11 Replies Latest reply on Mar 8, 2013 9:10 AM by ignacio

    Single Sign-On to Jive



      I want to do single sign-on to Jive server (say abc.jivesbs.com, hosted by Jive itself) directly through my application, hosted at my end, so that users of my application (having account in Jive as well) can directly login to the jive server and land to the required page without the need of re-login on Jive.


      Can somebody, please chime in to suggest me the simple steps and what all I would require to achieve this?


      I would appreciate any suggestion, information or help on this.



        • Re: Single Sign-On to Jive

          What do you want to implement? Do you have a local Saml server?

            • Re: Single Sign-On to Jive

              Case is that I have a simple web application where my users are already authenticated. Now, I want my users to get benefits of JIVE, for which I want them to login directly on my JIVE community through SAML SSO.

              I went through the admin console that allows to configure SAML. It requires some metadata to be provided. Can you please put some light on this first?
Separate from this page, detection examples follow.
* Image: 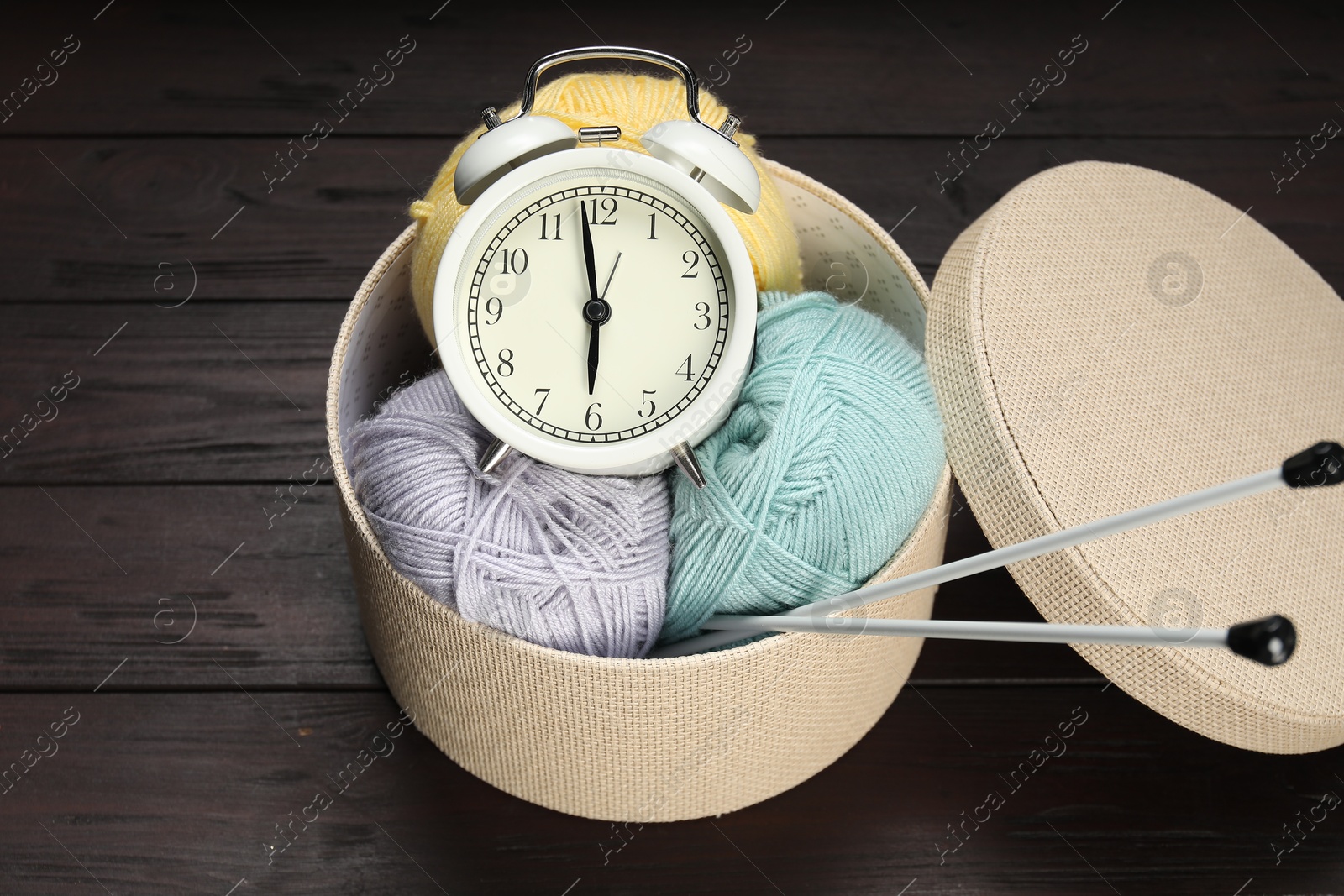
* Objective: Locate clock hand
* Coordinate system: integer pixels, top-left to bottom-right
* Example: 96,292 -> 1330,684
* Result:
598,253 -> 621,301
580,207 -> 621,395
580,199 -> 598,308
589,318 -> 601,395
            • Re: Single Sign-On to Jive

              Manish - Does your SSO identity provider already exist or are you looking to add the capability to your external application (not Jive)? If not then the simplest implementation looks like:


              1. Your external application drops an "identity" cookie upon user login
              2. The cookie needs to be set at a domain that your Jive server can read
              3. You'd then need to write a Jive plugin that looks for the identity cookie and automatically authenticates the user if it's present


              That's it at the high-level. Let me know if you'd like to discuss w/ a Jive Professional Services Engineer.

                • Re: Single Sign-On to Jive

                  Thank you Stewart for the response.


                  JIVE is hosted somewhere to their own servers/ domain. What I am trying to do is to configure SAML SSO, using the admin console. I have downloaded the SP metadata XML from the admin console and have posted one IDP metadata XML in the given area on the console.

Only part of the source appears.